The 2009 summer-movie season began the first weekend of May with the prequel X-Men Origins: Wolverine, and is ending before Labor Day with Halloween 2, a sequel to a remake. That pretty much sums up the artistic ambitions of summer movies. Familiarity breeds contempt only among critics; the mass audience keeps paying for more of the same. They may see the "new" movies while wearing 3-D goggles, but the product is the same: cinematic Pringles.

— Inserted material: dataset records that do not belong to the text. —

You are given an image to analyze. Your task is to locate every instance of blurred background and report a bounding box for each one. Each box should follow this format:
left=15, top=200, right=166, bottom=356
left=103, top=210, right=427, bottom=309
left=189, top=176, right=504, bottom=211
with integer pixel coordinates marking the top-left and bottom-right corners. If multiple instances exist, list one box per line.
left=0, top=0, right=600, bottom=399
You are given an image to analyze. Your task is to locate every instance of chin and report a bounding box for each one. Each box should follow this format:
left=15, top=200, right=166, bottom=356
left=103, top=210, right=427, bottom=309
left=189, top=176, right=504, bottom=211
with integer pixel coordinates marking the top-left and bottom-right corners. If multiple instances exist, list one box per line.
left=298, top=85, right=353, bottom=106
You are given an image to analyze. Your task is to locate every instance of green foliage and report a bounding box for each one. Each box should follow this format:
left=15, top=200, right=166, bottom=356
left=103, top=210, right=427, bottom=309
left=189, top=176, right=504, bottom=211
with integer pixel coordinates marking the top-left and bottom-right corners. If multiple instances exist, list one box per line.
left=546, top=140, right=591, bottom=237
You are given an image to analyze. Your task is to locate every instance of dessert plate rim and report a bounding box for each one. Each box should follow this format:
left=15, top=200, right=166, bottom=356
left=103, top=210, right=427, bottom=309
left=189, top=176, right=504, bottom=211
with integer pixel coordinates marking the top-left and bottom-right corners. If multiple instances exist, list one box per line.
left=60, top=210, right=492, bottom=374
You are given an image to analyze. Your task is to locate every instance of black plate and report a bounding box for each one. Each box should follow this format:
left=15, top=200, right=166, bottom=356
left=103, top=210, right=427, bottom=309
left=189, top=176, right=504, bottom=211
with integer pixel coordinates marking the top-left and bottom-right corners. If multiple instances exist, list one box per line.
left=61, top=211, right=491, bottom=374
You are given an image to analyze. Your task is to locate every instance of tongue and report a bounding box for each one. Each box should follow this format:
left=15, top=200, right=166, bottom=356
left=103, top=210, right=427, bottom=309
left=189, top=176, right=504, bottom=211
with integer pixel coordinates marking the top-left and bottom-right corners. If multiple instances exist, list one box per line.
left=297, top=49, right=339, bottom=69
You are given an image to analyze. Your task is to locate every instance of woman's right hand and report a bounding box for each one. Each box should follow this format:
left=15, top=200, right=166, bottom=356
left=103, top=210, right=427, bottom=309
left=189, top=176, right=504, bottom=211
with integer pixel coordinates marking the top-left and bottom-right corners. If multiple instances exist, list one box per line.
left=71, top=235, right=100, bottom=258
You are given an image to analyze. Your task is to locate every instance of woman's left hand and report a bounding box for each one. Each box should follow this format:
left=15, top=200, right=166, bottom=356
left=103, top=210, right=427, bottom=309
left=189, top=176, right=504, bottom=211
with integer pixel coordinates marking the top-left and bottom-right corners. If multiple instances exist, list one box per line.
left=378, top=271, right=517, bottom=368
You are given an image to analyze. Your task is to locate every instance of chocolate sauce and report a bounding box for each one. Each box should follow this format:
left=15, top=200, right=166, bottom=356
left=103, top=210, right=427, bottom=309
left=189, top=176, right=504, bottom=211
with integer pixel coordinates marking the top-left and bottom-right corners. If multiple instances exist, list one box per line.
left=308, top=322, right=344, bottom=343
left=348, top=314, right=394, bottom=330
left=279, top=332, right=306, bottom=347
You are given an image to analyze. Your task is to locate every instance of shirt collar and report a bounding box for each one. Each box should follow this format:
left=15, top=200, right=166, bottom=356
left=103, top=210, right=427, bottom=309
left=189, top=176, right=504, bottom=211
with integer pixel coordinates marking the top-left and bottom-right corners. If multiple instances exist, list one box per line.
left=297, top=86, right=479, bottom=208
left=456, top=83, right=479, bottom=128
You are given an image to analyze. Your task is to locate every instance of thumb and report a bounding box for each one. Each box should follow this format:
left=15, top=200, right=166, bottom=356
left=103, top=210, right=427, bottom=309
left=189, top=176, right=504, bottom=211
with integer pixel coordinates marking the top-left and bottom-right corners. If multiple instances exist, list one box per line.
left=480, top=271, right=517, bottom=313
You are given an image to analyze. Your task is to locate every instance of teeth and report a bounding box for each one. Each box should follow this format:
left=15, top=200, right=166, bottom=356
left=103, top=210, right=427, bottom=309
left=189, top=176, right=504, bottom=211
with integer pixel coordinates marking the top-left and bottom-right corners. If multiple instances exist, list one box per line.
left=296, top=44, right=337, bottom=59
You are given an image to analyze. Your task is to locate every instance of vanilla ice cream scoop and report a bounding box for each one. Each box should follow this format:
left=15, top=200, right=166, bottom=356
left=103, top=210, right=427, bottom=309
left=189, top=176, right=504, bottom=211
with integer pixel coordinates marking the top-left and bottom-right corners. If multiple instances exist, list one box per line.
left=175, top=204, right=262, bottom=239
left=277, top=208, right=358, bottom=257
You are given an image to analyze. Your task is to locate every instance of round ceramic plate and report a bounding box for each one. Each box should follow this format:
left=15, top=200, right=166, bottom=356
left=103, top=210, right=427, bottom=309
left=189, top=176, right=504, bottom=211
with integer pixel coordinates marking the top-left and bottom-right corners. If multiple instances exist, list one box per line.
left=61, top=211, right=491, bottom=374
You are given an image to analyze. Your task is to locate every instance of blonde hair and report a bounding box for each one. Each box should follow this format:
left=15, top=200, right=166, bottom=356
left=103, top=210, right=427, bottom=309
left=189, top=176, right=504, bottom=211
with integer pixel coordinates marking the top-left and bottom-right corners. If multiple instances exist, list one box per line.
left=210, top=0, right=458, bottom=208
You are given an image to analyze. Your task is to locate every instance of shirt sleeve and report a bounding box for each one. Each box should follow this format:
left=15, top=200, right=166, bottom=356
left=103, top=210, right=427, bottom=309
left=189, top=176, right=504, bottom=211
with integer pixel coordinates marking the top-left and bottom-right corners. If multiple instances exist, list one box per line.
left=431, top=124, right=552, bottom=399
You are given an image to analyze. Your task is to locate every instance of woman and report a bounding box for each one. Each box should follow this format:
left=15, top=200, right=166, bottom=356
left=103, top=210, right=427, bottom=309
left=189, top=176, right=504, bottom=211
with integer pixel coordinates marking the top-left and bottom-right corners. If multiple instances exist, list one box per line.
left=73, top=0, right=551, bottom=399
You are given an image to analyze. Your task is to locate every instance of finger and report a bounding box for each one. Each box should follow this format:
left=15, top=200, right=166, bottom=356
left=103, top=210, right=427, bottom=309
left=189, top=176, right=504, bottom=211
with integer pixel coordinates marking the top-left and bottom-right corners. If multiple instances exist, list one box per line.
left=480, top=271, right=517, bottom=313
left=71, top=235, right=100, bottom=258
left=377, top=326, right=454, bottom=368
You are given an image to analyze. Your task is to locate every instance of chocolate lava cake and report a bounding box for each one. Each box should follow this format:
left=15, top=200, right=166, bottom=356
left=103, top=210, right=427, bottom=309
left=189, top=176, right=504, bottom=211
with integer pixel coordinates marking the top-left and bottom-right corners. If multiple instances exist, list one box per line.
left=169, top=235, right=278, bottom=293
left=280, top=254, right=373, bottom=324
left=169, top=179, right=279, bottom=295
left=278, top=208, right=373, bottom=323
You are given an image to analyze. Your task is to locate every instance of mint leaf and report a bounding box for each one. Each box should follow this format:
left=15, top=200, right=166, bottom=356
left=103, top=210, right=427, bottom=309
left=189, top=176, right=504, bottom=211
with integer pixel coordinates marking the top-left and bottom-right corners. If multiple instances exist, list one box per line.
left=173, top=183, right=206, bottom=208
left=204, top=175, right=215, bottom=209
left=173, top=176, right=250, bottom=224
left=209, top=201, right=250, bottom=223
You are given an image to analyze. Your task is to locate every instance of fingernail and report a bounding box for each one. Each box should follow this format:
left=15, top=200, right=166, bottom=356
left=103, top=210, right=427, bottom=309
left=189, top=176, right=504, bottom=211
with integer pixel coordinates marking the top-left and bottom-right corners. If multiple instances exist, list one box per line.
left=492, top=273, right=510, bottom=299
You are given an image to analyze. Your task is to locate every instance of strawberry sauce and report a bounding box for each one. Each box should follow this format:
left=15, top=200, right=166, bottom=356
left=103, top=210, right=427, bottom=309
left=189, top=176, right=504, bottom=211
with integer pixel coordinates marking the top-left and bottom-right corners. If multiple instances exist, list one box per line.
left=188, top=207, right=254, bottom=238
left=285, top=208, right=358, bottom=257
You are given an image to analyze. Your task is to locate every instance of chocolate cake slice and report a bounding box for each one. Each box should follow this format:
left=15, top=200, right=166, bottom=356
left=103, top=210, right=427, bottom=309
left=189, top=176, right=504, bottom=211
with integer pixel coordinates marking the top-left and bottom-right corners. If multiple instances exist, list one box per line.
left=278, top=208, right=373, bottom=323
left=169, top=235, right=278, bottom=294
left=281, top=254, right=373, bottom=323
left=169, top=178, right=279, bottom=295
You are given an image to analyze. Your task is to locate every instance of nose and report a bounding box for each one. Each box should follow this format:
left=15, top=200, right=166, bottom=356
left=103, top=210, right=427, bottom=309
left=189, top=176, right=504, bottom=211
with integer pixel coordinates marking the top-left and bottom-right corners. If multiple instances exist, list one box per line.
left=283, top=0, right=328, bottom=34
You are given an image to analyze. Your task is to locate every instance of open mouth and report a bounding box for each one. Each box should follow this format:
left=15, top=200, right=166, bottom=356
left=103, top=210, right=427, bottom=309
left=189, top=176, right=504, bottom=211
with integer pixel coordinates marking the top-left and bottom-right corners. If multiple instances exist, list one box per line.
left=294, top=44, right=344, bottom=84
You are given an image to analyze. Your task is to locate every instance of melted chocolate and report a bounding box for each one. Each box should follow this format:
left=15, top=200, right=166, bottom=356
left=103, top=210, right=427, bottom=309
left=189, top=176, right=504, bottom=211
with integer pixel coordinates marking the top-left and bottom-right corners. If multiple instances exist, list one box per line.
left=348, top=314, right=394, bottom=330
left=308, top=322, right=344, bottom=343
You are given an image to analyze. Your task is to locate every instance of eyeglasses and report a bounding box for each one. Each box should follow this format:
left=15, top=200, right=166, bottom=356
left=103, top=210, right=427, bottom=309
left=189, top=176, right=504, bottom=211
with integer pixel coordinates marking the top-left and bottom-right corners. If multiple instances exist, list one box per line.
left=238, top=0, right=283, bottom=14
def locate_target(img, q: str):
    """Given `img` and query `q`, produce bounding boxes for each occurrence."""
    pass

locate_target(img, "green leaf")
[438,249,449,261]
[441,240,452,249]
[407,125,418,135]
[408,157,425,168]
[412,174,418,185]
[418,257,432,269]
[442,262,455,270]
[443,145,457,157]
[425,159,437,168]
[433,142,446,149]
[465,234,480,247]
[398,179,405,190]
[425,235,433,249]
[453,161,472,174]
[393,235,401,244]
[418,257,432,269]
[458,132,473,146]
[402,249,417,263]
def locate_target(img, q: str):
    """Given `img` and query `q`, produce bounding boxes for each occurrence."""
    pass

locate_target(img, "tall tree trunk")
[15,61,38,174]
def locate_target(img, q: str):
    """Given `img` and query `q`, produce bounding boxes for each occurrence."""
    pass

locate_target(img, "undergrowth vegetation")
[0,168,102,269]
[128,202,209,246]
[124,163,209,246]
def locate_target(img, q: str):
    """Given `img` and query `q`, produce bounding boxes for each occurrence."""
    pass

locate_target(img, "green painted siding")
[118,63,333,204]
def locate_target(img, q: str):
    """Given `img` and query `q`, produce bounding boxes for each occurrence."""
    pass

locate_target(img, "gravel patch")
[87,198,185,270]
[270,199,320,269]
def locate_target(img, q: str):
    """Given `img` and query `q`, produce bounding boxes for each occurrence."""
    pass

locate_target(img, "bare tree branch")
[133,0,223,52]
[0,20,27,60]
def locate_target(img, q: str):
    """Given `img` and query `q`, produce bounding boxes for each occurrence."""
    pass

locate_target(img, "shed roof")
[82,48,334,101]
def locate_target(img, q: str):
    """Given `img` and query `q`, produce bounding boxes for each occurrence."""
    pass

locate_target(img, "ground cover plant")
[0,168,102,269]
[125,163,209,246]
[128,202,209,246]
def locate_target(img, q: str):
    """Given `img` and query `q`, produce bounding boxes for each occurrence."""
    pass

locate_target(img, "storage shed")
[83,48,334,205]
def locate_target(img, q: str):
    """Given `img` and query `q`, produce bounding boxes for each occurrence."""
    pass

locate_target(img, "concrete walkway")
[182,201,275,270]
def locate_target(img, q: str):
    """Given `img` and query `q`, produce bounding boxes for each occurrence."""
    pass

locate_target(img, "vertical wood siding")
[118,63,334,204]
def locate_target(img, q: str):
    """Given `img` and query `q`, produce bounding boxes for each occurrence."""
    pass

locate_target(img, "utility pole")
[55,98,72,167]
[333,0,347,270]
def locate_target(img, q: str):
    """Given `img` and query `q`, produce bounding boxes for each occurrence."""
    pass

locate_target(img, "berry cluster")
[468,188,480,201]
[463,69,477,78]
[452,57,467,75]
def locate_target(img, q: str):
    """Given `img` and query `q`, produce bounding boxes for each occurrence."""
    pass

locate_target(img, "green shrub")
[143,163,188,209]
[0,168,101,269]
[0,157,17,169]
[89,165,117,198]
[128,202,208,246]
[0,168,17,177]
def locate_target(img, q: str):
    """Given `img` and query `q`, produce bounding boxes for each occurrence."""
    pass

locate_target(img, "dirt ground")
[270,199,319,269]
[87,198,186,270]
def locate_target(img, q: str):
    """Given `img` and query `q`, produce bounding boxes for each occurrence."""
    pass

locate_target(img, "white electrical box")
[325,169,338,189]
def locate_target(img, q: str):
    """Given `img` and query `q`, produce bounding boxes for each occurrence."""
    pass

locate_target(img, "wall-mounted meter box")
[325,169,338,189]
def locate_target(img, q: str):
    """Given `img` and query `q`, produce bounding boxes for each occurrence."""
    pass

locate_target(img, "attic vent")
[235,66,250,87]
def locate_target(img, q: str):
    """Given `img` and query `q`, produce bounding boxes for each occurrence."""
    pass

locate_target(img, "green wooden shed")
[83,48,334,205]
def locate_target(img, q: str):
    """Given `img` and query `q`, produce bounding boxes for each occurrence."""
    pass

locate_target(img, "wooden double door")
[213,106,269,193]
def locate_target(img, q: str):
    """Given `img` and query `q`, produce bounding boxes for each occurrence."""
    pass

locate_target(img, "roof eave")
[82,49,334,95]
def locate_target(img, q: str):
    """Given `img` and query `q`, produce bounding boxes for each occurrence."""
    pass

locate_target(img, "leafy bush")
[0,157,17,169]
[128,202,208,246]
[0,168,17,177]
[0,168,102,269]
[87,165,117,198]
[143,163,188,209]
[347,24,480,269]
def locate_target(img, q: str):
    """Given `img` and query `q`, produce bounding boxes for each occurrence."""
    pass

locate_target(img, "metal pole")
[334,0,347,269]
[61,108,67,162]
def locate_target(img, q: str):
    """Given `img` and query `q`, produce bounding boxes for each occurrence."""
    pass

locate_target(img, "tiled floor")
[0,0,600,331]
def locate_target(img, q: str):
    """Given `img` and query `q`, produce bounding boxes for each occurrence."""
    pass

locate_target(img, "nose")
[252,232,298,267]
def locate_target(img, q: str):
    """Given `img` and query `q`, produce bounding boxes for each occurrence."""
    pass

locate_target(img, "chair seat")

At the end of a busy season we present the 10 lessons these movies teach the dictates Hollywood lives by and the reasons movies are so ... similar to other movies. But don't blame Hollywood bosses; blame the audiences. So conservative are moviegoers, they punish stars who try something different. In Funny People, Adam Sandler went deadly serious and into the box-office commode. Sacha Baron Cohen was nearly lynched for putting an oily edge on his Brüno character. (Baron Cohen is not a star; Borat is.) For once, comedy actresses, Sandra Bullock and Katherine Heigl, sold more tickets than the big comedy actors by sticking to the basics of funny romance.
Ticket sales have been up this year, and so were some of the films: Up, for instance. Others showed the only kind of ingenuity that pays off: twisting genre conventions into new forms. That what Neill Blomkamp, the season's big discovery, did with the sci-fi District 9, and what Quentin Tarantino did to the let's-kill-Hitler war-movie plot in Inglourious Basterds. Both films found large audiences, which is nice. But a flat-out original idea, brilliantly imagined? Save that dream for Oscar season. Just kidding!